On page 192 of Hatcher's Algebraic Topology, he shows that cohomology groups for any chain complex $$C_n$$ fit into a short exact sequence

$$0\leftarrow \text{Ker} \,i^*_n \leftarrow H^n(C;G)\leftarrow \text{Coker} \, i^*_{n-1}\leftarrow 0$$

where $$i^*_n$$ is the dual of the inclusion $$i_n:B_n\rightarrow Z_n$$ from boundaries to cycles.

It seems to me like this dual map should always be surjective (and hence, the cokernel should always be zero). Since $$B_n$$ is a subgroup of $$Z_n$$, shouldn't any map $$B_n\rightarrow G$$ have an extension to $$Z_n$$ just by setting the map to zero for all cycles that aren't boundaries? On the same page, he makes a similar argument to show that maps out of $$Z_n$$ can be extended to all of $$C_n$$: why is the same not true for $$B_n$$?
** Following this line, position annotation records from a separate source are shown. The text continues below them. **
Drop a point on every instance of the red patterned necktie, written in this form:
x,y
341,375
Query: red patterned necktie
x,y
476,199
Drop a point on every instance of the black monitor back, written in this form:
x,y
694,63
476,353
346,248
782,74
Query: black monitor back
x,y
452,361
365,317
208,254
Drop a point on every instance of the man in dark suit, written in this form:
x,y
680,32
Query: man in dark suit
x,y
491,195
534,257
• Try this for subgroups of $\mathbb{Z}$! Feb 27, 2021 at 2:25
• I had just done this, figured it out, and was typing up an answer as I got this notification 😅 Feb 27, 2021 at 2:27
• It is a good thing to think about, so definitely not time wasted. It is one reason why working with field coefficients is easier, it is possible to do this extension when dealing with vector spaces. Feb 27, 2021 at 2:28

Oh, figured it out. Such an extension is not in general possible: I was imagining that $$B_n$$ and $$Z_n$$ were subgroups generated by individual $$n$$-simplices, but that's definitely not the case in general. A counterexample to the general idea is actually on the next page of Hatcher - the sequence $$0\rightarrow\mathbb{Z}\xrightarrow{n}\mathbb{Z}\rightarrow\mathbb{Z}_n\rightarrow 0$$
$$0\leftarrow \mathbb{Z}\xleftarrow{n}\mathbb{Z}\leftarrow 0\leftarrow 0$$
and viewing the first map in the original sequence as the inclusion of $$n\mathbb{Z}$$ into $$\mathbb{Z}$$, it's clear that the only cases where you can extend maps $$n\mathbb{Z}\rightarrow\mathbb{Z}$$ to all of $$\mathbb{Z}$$ are when those maps have degree divisible by $$n$$ (which is reflected in the fact that $$n\mathbb{Z}$$ is the image of the dualized map).